The conflict between Tokyo and Seoul grew ugly in part because Seoul reacted to Tokyo’s moves against Pyongyang as if they were directed against the entire Korean Peninsula. When Tokyo submitted a draft UN Security Council resolution, Seoul was concerned that Japan did not consult with the South Korean government first, because the draft mentioned the “use of force” under Chapter 7 of the UN Charter. South Korea’s Vice Foreign Minister Lee Kyu-hyung called in Japanese Ambassador to Korea Oshima Shotaro to inform him that Seoul would not support the resolution. For Tokyo, responses from Seoul such as President Roh’s comment that although he could hardly understand the North’s intention behind the missile tests, “more worrisome is some Japanese leaders’ remarks about a preemptive attack,” made Seoul appear to be both willingly missing the point and needlessly provocative.

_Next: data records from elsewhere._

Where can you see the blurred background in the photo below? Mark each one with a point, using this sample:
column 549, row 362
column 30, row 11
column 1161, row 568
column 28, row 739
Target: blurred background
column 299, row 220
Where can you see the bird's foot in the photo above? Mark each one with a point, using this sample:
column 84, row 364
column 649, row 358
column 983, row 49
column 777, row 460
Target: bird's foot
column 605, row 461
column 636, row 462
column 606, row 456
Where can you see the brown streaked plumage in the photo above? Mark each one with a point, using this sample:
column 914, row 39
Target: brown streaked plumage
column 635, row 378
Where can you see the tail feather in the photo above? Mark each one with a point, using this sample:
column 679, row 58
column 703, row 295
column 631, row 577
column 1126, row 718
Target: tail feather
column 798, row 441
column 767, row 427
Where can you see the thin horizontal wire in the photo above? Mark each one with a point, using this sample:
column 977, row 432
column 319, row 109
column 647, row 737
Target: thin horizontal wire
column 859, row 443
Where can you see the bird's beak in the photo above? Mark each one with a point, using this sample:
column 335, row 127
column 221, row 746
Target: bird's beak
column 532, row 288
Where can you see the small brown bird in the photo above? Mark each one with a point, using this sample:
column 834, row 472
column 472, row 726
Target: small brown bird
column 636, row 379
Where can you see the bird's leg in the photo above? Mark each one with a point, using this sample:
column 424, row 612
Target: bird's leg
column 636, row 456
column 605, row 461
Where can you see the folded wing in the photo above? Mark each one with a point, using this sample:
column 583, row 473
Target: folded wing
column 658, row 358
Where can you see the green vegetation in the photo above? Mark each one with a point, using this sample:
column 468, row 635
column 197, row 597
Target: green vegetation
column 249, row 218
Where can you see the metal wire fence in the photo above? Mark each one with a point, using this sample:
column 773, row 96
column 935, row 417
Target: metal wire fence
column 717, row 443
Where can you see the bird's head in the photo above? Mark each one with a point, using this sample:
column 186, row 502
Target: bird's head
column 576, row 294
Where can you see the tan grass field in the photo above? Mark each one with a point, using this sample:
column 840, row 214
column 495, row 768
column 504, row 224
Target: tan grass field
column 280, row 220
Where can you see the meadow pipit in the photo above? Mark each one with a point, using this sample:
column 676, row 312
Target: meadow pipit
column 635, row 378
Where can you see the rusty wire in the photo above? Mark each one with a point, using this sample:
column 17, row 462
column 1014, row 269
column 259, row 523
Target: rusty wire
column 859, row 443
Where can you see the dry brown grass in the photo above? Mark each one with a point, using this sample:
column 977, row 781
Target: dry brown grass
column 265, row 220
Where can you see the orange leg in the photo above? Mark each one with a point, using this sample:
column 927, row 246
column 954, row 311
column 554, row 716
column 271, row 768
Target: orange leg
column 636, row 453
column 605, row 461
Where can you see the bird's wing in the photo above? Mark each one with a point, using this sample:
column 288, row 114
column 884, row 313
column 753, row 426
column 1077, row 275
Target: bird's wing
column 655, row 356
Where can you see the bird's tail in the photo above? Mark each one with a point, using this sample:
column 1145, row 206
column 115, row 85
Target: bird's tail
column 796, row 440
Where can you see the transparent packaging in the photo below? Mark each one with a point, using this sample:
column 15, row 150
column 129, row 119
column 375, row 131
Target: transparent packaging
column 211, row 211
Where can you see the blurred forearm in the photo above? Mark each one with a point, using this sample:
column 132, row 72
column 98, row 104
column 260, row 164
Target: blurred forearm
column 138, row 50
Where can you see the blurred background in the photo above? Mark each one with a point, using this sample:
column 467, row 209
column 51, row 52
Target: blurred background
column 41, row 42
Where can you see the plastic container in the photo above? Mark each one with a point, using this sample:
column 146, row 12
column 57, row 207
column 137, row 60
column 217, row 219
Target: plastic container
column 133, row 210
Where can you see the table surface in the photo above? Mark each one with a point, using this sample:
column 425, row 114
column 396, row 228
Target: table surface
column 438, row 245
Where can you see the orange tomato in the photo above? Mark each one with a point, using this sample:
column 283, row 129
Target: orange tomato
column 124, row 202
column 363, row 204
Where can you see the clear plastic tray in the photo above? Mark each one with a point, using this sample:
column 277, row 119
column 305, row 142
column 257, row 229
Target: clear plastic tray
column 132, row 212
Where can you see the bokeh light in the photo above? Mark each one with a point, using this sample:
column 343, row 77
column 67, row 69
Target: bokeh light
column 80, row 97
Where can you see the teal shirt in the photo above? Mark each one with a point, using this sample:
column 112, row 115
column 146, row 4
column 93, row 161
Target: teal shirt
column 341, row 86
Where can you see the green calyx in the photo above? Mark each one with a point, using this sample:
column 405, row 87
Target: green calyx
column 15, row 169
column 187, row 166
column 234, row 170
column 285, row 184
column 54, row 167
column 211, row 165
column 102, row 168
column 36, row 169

A month later, another incident underscored the gulf between Seoul and Tokyo. Unlike its restrained reaction to the North’s missile tests, Seoul’s response to Koizumi’s visit to the Yasukuni Shrine on Aug. 15 was quick, expressing “deep disappointment and indignation.” With Koizumi leaving office having held no summit with South Korea in over a year, Seoul has turned its attention to Abe. Despite the forecast made earlier this year that the question of how to mend relations with South Korea and China would top the policy debate among candidates for the September LDP presidential election, the issue was more or less muted during the Japanese election campaign.

One important factor was that Fukuda, a vocal critic of Prime Minister Koizumi’s visits to the Yasukuni Shrine and an advocate of friendly relations with South Korea and China, decided not to run for the presidential election. The other factor was that Abe, the most favored candidate, has avoided giving clear positions on Shrine visits, preventing the issue from being the contentious point of the campaign.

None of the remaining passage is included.